JOHANNESBURG (Capital Markets in Africa) – South Africa’s economy exited its second recession in almost a decade in the three months ended June 30 after agricultural output surged.

Gross domestic product increased an annualized 2.5 percent in the second quarter compared with a revised decline of 0.6 percent in the previous three months, the statistics office said in a report released on Tuesday in the capital, Pretoria. The median of 21 estimates compiled by Bloomberg was for growth of 2.3 percent. The economy expanded 1.1 percent from a year earlier.

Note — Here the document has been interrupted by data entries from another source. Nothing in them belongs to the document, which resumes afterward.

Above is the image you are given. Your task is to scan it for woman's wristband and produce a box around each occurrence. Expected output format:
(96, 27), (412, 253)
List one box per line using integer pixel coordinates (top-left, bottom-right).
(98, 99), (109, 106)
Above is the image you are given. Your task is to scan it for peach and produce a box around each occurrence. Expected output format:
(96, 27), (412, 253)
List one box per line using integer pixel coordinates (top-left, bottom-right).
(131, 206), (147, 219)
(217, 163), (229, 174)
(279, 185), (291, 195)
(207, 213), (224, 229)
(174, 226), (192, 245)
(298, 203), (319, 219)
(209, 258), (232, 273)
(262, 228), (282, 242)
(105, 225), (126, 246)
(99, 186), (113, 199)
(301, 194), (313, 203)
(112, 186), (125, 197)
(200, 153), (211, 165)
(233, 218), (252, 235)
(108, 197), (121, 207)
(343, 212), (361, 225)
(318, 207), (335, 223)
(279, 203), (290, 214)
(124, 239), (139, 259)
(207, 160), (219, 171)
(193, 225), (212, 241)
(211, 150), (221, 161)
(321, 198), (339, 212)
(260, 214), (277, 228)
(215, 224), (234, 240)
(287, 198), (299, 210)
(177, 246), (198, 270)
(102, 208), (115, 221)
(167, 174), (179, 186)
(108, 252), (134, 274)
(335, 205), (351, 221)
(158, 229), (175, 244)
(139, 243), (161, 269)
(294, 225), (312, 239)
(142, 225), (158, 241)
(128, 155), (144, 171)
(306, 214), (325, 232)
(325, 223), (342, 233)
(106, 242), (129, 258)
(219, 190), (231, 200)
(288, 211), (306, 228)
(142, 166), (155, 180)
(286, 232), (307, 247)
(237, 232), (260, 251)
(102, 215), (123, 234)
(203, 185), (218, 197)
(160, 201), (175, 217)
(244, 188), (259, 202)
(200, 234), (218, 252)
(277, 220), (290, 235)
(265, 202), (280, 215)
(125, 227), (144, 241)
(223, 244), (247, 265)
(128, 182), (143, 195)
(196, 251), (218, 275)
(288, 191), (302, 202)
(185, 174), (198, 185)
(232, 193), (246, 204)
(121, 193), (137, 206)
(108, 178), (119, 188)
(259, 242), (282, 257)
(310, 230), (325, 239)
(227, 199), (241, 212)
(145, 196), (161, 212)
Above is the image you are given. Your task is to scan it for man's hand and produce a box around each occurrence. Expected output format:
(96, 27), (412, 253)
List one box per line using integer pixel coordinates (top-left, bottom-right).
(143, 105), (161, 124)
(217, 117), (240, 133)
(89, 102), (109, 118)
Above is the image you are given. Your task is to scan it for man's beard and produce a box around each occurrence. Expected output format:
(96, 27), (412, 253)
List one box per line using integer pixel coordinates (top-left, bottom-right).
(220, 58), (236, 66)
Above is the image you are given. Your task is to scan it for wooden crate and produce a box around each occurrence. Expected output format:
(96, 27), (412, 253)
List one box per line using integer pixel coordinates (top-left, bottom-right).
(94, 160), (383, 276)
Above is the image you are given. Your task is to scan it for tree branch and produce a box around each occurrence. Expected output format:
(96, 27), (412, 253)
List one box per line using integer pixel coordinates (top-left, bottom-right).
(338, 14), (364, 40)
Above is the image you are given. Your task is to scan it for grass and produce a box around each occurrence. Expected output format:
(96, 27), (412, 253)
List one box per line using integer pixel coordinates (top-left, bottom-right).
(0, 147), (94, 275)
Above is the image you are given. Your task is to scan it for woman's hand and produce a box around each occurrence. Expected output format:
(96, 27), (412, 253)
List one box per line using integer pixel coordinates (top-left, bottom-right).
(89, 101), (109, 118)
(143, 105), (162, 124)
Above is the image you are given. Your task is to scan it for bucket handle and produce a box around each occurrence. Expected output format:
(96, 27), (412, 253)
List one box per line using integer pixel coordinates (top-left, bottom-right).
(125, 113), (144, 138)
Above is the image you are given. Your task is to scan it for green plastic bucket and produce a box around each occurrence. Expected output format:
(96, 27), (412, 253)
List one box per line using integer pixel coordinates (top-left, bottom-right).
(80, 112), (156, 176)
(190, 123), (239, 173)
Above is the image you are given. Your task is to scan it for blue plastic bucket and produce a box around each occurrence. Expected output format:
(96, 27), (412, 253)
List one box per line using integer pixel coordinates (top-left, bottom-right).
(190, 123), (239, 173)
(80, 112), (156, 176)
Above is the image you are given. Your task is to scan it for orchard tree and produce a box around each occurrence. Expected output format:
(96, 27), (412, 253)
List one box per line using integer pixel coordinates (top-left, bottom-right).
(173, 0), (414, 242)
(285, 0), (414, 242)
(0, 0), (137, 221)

Low demand for the country’s exports and political turmoil that’s caused instability have weighed on output by Africa’s most-industrialized economy. S&P Global Ratings and Fitch Ratings Ltd. cut the nation’s international debt to junk in April after President Jacob Zuma fired Pravin Gordhan as finance minister, with the changes roiling markets and battering business and consumer confidence. The central bank cut its benchmark rate for the first time in five years in July, citing concern about the growth outlook.

“Higher commodity prices likely continued to catalyze growth in the mining sector,” Mamello Matikinca, an economist at FirstRand Ltd.’s First National Bank unit, said in an emailed note from Johannesburg before the release of the data. “While a shallow rate-cutting cycle may provide some relief to the consumer going forward, we nonetheless expect the recovery to be short-lived given just how weak consumer confidence and real wage growth is.”

Agricultural output surged 34 percent, the agency said.

The central bank halved its economic growth forecast for this year to 0.5 percent and trimmed the outlook for 2018 to 1.2 percent from 1.5 percent. GDP expanded at the lowest annual rate since a 2009 recession last year.

The inflation rate dropped to an almost two-year low in July, reaching 4.6 percent.

The rand 0.1 percent to 12.9543 per dollar by 11:31 a.m. Yields on rand-denominated government bonds due December 2026 were little changed at 8.52 percent.

The government will probably cut its output forecast in October, when Finance Minister Malusi Gigaba delivers his first medium-term budget policy statement.

In the February budget review, the National Treasury left its growth estimates unchanged from the mid-term budget in October, with the economy forecast to expand 1.3 percent this year, 2 percent next year and 2.2 percent in 2019. Annual growth has slumped since 2011, which has hampered the government’s ability to reduce the 27.7 percent jobless rate.